Feature Selection Technique for improving classification performance in the web-phishing detection process
Keywords:Web-phishing, Feature Selection, Pearson correlation, Classification
Web phishing is a type of cybercrime that occasionally threatens the online activities of website visitors. Web phishing uses a phoney website page that closely mimics the legitimate Website in order to fool its target into providing crucial information. Web phishing attacks also continue to grow in popularity year after year. As a result, it is vital to design a web phishing detection system in order to reduce the number of victims and financial losses caused by web phishing attacks. The development of a web phishing detection system continues to this day, with machine learning being the most often used model.
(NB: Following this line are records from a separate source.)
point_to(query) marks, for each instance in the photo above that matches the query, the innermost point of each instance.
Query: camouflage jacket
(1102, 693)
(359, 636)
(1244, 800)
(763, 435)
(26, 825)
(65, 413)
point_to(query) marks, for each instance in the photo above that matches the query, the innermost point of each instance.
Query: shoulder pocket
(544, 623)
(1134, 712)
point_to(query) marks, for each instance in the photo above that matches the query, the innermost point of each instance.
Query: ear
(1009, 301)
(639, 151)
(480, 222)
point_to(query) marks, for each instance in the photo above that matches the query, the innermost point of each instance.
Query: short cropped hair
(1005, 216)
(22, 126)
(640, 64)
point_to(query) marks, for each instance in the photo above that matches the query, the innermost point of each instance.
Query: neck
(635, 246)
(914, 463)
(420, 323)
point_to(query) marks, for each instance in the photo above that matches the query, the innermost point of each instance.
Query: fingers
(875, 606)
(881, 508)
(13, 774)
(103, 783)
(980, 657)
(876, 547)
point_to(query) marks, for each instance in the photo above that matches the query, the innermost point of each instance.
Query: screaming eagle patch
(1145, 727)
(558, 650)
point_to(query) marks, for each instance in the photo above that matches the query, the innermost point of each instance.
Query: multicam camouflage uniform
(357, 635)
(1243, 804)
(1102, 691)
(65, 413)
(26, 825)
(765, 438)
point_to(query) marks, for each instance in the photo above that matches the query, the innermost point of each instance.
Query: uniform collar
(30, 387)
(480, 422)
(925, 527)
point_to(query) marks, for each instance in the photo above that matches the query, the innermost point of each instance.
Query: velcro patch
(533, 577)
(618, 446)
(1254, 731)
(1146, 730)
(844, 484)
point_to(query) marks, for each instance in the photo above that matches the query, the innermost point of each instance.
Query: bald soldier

Unfortunately, the construction of a machine learning-based web phishing detection system frequently employs only a single classification step; however, the feature selection process enables an increase in the performance of the resultant classification. Thus, an experiment was conducted in this paper by using a feature selection procedure based on the Pearson correlation algorithm prior to doing machine learning modelling utilizing popular algorithms such as Naive Bayes, Decision Tree, and Random Forest. As a result, using a web phishing dataset from the UCI Machine Learning Repository, it was determined that the addition of the feature selection process based on the use of decision tree and random forest algorithms resulted in an increase in accuracy of up to 94.60 percent and 95.50 percent, respectively, and a slight decrease in accuracy of 0.4 percent when implemented in the Naive Bayes algorithm.